El detective volvió a su asiento, despacio.
“No, señora… Eso no. Mejor dígame la verdad… Dígame que fue usted la que contrató a Remberto para asesinar a su amante porque no quería que su esposo se diera cuenta de la traición y que le destruyera su hogar y todo lo que su esposo hizo en diez años en Estados Unidos… Eso dígame…”
Ella se puso de pie. Un detective le puso una mano en un hombro y la obligó a sentarse.
“¿Vamos a hablar con la verdad? –le preguntó el detective–. O, ¿prefiere salvarse usted y que su esposo, que es un pobre inocente, pase treinta años en la cárcel por un crimen que no cometió?”
La mujer movió la cabeza hacia los lados.
“Llamá al fiscal” –ordenó el detective.
Minutos después, el fiscal entraba a la oficina.
“Abogado –le dijo el detective–, la mujer está dispuesta a declarar que fue ella quien mandó a matar a su amante”.
Ella seguía con la cabeza baja. Oraba.
“Le tengo una mala noticia” –respondió
el fiscal.
“¿Cuál es?”
“Acaban de encontrar un cadáver en Chamelecón… Creemos que es Remberto Domínguez”.
La mujer dio un grito.
“¿También mandó a matar al asesino, señora?”
El detective disfrutaba su trabajo.
“No, de eso yo no sé nada… Yo no…”
“Pero a Luis sí, ¿verdad?”
“Yo tenía miedo que mi esposo se diera cuenta…”
“Y lo mandó a matar… y después ordenó que mataran a Remberto”.
“No, eso no… Solo a Luis… Yo no sé qué le pasó a Beto”.
Cuando la mujer firmó su declaración, el fiscal dio una orden:
“¡Tráiganlo!” –dijo.
Y el hombre de la fotografía que estaba en la primera página de aquella carpeta entró a la oficina, escoltado por dos policías y con las manos esposadas a la espalda.
“¡Beto!” –gritó la mujer, al verlo–. Pero… me dijeron que estabas muerto…”
Beto no dijo nada.
Veinte años
Esa mañana húmeda pero calurosa, aquel hombre lleno de canas, con arrugas prematuras en el rostro, con una enorme sonrisa y con un gran ramo de rosas, esperaba a que se abriera la puerta de la penitenciaría.
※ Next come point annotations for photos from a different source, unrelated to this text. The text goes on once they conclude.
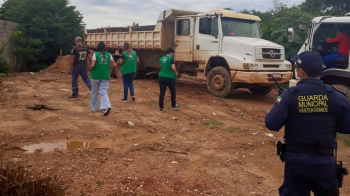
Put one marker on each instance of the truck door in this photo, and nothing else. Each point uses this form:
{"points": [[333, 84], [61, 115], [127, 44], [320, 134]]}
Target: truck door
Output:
{"points": [[184, 39], [207, 41]]}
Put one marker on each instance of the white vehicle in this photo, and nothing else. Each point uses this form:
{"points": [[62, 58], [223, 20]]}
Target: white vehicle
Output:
{"points": [[339, 76], [222, 46]]}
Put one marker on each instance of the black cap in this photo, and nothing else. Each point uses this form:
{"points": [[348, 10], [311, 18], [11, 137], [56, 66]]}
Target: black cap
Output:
{"points": [[309, 61], [341, 29]]}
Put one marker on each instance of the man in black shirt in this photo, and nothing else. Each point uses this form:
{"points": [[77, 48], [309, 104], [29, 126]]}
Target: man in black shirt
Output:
{"points": [[78, 66]]}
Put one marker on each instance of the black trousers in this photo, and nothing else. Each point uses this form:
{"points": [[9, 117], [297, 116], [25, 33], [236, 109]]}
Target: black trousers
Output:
{"points": [[163, 83]]}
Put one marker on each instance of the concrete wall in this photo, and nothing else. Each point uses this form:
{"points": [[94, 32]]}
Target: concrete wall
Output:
{"points": [[6, 28]]}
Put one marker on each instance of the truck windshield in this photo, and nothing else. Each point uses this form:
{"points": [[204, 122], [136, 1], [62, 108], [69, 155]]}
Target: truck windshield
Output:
{"points": [[240, 27]]}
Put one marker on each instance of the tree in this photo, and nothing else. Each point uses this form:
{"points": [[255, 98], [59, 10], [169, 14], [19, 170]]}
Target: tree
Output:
{"points": [[326, 7], [46, 26], [275, 22]]}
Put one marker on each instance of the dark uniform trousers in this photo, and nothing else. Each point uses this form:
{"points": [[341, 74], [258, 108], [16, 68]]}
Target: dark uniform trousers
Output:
{"points": [[311, 121]]}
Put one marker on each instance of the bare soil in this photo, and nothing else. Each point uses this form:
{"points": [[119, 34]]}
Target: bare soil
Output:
{"points": [[210, 146]]}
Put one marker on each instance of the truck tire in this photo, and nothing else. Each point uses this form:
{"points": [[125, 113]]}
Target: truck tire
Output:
{"points": [[261, 90], [344, 88], [219, 82]]}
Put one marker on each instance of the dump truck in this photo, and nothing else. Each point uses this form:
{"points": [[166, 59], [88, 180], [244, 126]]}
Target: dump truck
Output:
{"points": [[339, 73], [223, 47]]}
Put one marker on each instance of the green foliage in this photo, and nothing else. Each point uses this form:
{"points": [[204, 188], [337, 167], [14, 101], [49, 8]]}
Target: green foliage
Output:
{"points": [[47, 26], [326, 7], [5, 67]]}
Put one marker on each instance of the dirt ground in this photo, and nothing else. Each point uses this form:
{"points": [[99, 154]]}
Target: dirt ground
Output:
{"points": [[210, 146]]}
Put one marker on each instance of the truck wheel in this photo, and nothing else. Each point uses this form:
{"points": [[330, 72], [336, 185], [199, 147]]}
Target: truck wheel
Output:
{"points": [[219, 82], [261, 90], [344, 88]]}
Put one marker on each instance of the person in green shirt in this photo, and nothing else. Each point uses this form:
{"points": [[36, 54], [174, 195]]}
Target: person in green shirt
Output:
{"points": [[167, 78], [128, 62], [101, 62]]}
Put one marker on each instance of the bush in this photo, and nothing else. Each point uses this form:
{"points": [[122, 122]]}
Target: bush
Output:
{"points": [[5, 67]]}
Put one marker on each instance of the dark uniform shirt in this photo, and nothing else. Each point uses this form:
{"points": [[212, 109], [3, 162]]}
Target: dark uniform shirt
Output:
{"points": [[278, 115], [81, 53]]}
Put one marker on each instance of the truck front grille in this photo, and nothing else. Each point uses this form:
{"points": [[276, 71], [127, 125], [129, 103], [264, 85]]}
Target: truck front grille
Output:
{"points": [[269, 53]]}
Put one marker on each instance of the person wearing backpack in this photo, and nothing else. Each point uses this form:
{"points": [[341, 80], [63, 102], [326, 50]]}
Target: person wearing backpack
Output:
{"points": [[128, 62], [101, 62]]}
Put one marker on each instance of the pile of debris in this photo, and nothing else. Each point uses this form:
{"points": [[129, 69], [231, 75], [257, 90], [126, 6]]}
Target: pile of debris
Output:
{"points": [[61, 64]]}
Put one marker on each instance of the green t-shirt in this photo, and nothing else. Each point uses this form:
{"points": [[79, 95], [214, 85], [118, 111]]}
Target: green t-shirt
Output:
{"points": [[101, 69], [129, 64], [165, 64]]}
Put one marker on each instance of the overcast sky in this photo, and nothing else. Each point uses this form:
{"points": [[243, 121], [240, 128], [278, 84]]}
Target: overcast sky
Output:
{"points": [[101, 13]]}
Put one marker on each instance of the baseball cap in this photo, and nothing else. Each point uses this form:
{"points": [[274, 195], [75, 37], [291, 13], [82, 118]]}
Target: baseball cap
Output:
{"points": [[309, 61], [341, 29], [78, 39]]}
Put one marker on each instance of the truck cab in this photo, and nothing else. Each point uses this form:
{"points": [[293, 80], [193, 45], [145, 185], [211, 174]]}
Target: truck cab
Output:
{"points": [[226, 49], [221, 46], [338, 75]]}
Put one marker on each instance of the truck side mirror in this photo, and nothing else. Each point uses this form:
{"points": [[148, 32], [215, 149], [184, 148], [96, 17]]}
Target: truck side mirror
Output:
{"points": [[291, 34], [205, 22]]}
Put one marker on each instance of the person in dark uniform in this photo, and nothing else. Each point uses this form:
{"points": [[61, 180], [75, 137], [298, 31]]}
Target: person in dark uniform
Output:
{"points": [[78, 66], [312, 113]]}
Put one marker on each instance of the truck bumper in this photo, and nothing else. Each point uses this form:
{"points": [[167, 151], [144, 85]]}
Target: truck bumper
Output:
{"points": [[259, 77]]}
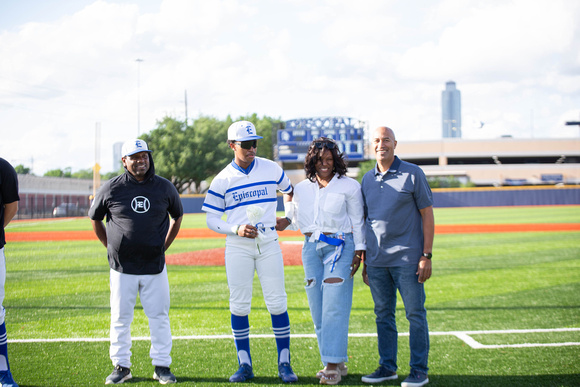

Estaba feliz. Cuando la mujer salió a la calle, su felicidad no tuvo límites. Ella lloraba, él estaba alegre. Ella acababa de cumplir cincuenta y cinco años, él sesenta y cinco, pero todavía la amaba. Ella lo abrazó, él dio gracias a Dios.
“¡Perdón!” –dijo ella.
“Mujer –musitó él–, ¿cuántas veces te he dicho que aquel que esté libre de pecado tire la primera piedra?”
Nota final
Varios años han pasado desde ese día, y don Carlos es feliz.
“Escriba mi historia, Carmilla –me dijo–; escríbala para que sus lectores sepan que el amor todo lo supera y todo lo perdona”.
“¿Qué pasó con la familia de Luis?”
“Ella se volvió a casar y yo seguí pendiente de los hijos hasta que se hicieron profesionales… Dios ha sanado sus corazones”.